His balled up fists pummel against his thighs in a gentle, repetitive motion, his face is pinched and shut off, and no matter how many times his mind repeats don’tcrydon’tcrydon’tcryyoudon’tEVERcry, his eyes sting with tears. What brought Mark here is silly—Donghyuck had left his bed after a week of them clinging to each other for warmth, and he hadn’t been able to sleep at all last night. His core, everything that was holding him together, felt weakened. So, he’d screwed up today’s dance practice too many times to count, and Jisung squeezed his arm and told him it was okay, but it wasn’t—he’s tired, and the winter makes him nostalgic, and he feels so, so, too young for any of this.
“Mark, Mark, Mark hyung,” Donghyuck’s voice echoes into the stairwell from below. Mark listens to him stomp up the stairs, and tries to stay quiet, but a wayward sniffle gives him away. Donghyuck peers around the bannister, his resultant grin at finding Mark sliding off his face in such a comical manner that it makes Mark chuckle a little. “There you are,” Donghyuck says faintly.
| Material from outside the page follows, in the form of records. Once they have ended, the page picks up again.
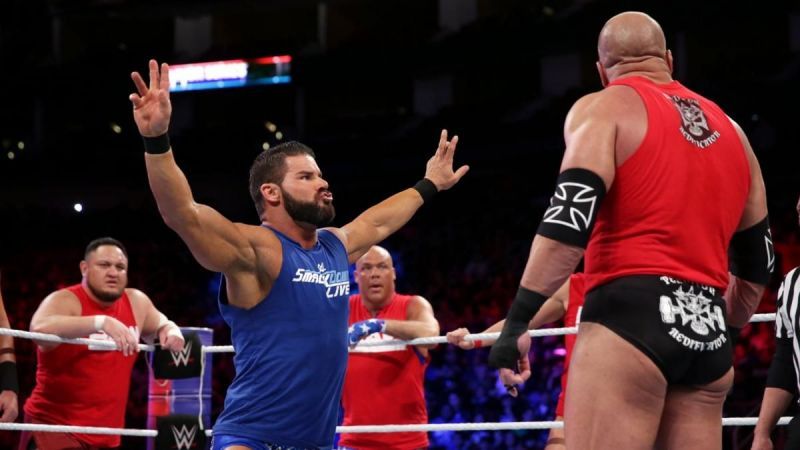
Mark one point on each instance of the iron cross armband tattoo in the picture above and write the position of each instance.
(573, 208)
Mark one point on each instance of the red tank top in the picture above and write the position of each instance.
(577, 285)
(83, 387)
(384, 387)
(676, 202)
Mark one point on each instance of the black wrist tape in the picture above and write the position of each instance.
(8, 376)
(156, 145)
(504, 353)
(426, 189)
(573, 208)
(751, 256)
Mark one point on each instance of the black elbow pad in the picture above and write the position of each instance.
(751, 256)
(573, 208)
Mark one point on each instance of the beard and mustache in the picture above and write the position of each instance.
(308, 212)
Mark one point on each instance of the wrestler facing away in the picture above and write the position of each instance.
(285, 281)
(680, 190)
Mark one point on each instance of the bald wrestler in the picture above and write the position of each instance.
(385, 386)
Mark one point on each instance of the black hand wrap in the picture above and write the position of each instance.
(8, 376)
(426, 189)
(573, 208)
(504, 353)
(751, 256)
(156, 145)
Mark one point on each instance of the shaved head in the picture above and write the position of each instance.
(375, 252)
(630, 37)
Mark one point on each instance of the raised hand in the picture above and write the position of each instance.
(151, 106)
(360, 330)
(456, 337)
(440, 167)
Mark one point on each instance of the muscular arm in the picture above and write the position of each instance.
(420, 321)
(151, 317)
(742, 296)
(217, 243)
(60, 314)
(553, 309)
(379, 222)
(590, 133)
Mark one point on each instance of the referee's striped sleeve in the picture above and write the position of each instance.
(787, 303)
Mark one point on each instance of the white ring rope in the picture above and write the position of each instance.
(490, 426)
(105, 345)
(728, 421)
(110, 345)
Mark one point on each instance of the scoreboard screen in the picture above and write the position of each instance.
(230, 74)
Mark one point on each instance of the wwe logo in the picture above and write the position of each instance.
(181, 357)
(184, 437)
(564, 213)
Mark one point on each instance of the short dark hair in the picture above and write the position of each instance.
(270, 167)
(99, 242)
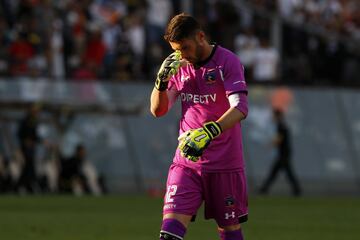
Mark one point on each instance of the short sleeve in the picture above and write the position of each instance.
(233, 75)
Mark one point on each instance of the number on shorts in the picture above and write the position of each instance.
(171, 191)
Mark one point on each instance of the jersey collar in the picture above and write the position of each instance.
(202, 63)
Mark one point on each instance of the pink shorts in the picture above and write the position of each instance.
(224, 194)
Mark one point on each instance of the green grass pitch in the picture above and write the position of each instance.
(139, 218)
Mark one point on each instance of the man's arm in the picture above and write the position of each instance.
(159, 103)
(159, 100)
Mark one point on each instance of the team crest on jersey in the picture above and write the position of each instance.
(210, 76)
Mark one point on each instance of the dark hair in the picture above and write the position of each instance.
(181, 26)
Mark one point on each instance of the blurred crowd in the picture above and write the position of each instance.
(122, 39)
(32, 164)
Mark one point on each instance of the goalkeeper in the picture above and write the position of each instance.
(208, 165)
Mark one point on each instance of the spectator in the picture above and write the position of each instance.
(78, 175)
(266, 63)
(28, 139)
(282, 160)
(245, 47)
(20, 52)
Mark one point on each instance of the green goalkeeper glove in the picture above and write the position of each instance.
(192, 143)
(169, 67)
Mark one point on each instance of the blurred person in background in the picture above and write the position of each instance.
(78, 175)
(29, 139)
(246, 44)
(282, 160)
(266, 62)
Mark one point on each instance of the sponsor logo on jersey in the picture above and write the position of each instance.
(184, 78)
(210, 76)
(229, 215)
(229, 201)
(197, 98)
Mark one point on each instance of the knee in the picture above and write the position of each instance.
(172, 229)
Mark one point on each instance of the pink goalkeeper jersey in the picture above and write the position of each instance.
(204, 95)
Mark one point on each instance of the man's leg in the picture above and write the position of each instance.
(182, 200)
(296, 190)
(271, 177)
(174, 226)
(232, 232)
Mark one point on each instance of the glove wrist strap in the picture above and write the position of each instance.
(161, 85)
(213, 129)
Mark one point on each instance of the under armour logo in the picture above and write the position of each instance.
(229, 215)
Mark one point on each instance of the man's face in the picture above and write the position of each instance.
(191, 48)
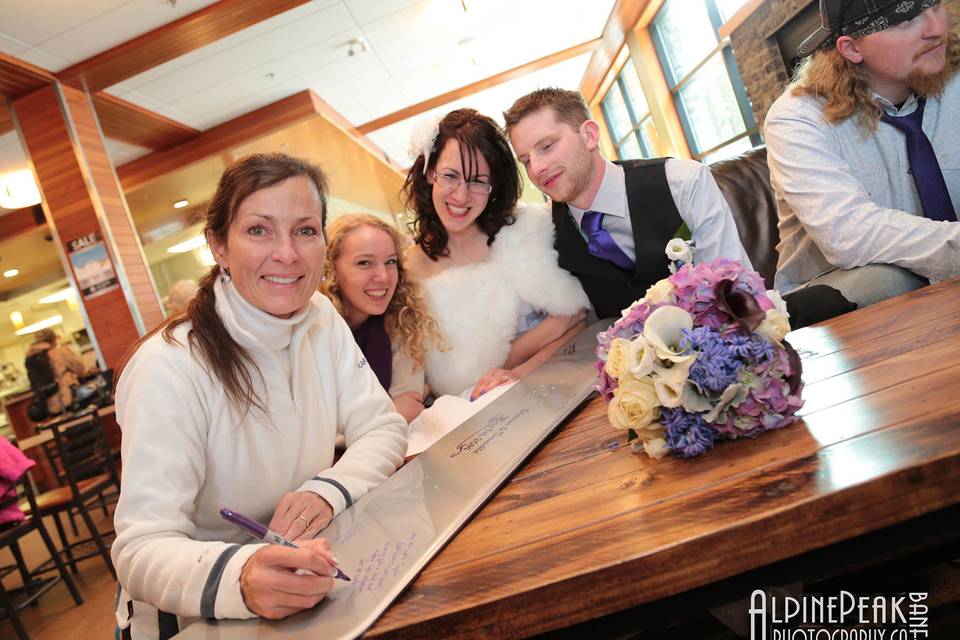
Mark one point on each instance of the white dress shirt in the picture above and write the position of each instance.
(845, 196)
(698, 200)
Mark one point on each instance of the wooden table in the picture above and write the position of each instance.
(586, 529)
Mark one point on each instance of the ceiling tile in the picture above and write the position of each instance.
(289, 35)
(395, 138)
(122, 152)
(42, 59)
(119, 23)
(10, 45)
(158, 106)
(367, 10)
(20, 19)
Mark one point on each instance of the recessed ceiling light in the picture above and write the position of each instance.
(57, 296)
(18, 190)
(43, 324)
(188, 245)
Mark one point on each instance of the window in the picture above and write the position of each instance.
(628, 117)
(700, 69)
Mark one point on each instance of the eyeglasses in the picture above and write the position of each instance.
(452, 182)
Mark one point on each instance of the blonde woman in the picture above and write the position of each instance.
(365, 279)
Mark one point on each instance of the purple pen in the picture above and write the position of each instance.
(257, 530)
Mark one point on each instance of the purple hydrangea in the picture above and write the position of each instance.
(728, 353)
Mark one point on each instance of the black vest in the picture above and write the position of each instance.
(655, 220)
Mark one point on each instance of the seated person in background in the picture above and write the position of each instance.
(486, 264)
(366, 281)
(64, 369)
(238, 404)
(613, 220)
(179, 297)
(867, 199)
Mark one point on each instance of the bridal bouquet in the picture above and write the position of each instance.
(700, 358)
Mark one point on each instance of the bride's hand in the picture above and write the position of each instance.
(491, 380)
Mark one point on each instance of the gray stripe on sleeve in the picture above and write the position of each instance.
(209, 596)
(340, 487)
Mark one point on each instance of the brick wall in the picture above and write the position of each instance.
(758, 56)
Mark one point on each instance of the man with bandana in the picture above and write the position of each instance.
(864, 151)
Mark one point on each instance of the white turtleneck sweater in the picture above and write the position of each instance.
(187, 453)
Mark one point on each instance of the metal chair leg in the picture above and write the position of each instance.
(67, 549)
(21, 565)
(64, 574)
(7, 604)
(95, 534)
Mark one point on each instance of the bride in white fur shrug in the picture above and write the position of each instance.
(487, 265)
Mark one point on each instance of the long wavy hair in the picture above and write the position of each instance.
(407, 321)
(844, 87)
(476, 134)
(208, 338)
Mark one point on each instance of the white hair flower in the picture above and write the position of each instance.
(422, 137)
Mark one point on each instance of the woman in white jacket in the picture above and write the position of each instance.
(238, 404)
(486, 264)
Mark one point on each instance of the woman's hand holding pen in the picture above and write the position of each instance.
(300, 515)
(274, 582)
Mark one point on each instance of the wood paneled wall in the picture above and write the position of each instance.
(81, 195)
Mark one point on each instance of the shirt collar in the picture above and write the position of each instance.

“Hi,” Mark says, wiping his nose with his sleeve. Donghyuck climbs up the stairs, settling down next to Mark, and imitating the way his knees are folded against his body. The only difference is that where Mark’s arms are tightly wound around his legs, Donghyuck’s are draped across Mark’s shoulders, his thumb kneading the divot of a collarbone.
“You okay?” Donghyuck prompts.
“I’m okay,” Mark says, and it comes out in a short, hiccupy gasp.
“It’s alright if you’re not,” Donghyuck says. His arm slides down Mark’s spine, and he brings it around to prise Mark’s hands away from his body, slotting their fingers together. “Take a deeeeeeep breath. Listen, listen, focus, put aside all other thoughts.”
“This isn’t really helping,” Mark says. A smile twinges his mouth. Donghyuck brings their hands up and down, exaggeratingly inhaling and exhaling, and his bowl cut bounces with the motion, and—
“You know what’ll help?” Donghyuck tries. Their knees knock against each other. “Repeat after me. Life. Is. Fucked. Up.”
“Life. Issssss,” Donghyuck persists, louder now, “F-u-c-k-e-d. Up!”
“Keep it down,” Mark panics, smacking a palm over Donghyuck’s mouth.
“Say it,” Donghyuck’s muffled voice says.
“Fine,” Mark sighs, tugging his hand away before Donghyuck can lick it. “It’s a little bit fucked up.”
“Now we can go home and you can put a coin in the jar,” Donghyuck says, grinning, “And then you can meet me in your bed, ‘cause this city is fucking freezing.”
It’s snowing again, the morning after an almost almost confession that went: “I,” Donghyuck made a beep sound that reverberated into Mark’s throat, “you.”
“You beep me?” Mark sputtered, bunching his fist around the hem of Donghyuck’s pyjama shirt.
Donghyuck nodded. “I beeping beep you.”
“Beeping beep you too,” Mark had muttered with a woeful lack of conviction, but a blush on his face that told the truth. “Love isn’t a curse word, Donghyuck.”
“Who said I meant love?” Donghyuck teased, pressing his lips against the shell of Mark’s ear.
But he did:
Donghyuck potters into the kitchen, and says it again, candidly and without the censor. Mark chokes on a mouthful of fried rice. Donghyuck has a coat on but his hair’s unkempt from a good night’s sleep, a natural wave here and there, and he gazes out of the window without another word. Until, “Mark hyung, do you want to see the snow?”
“We’re going to get lost again,” says Mark.
Donghyuck shakes his head, picking up the swear jar from the counter. “The difference is this time you can treat me to a bus fare,” he says. He twists open the cap, and holds the jar out to Mark. “Will you do the honours?”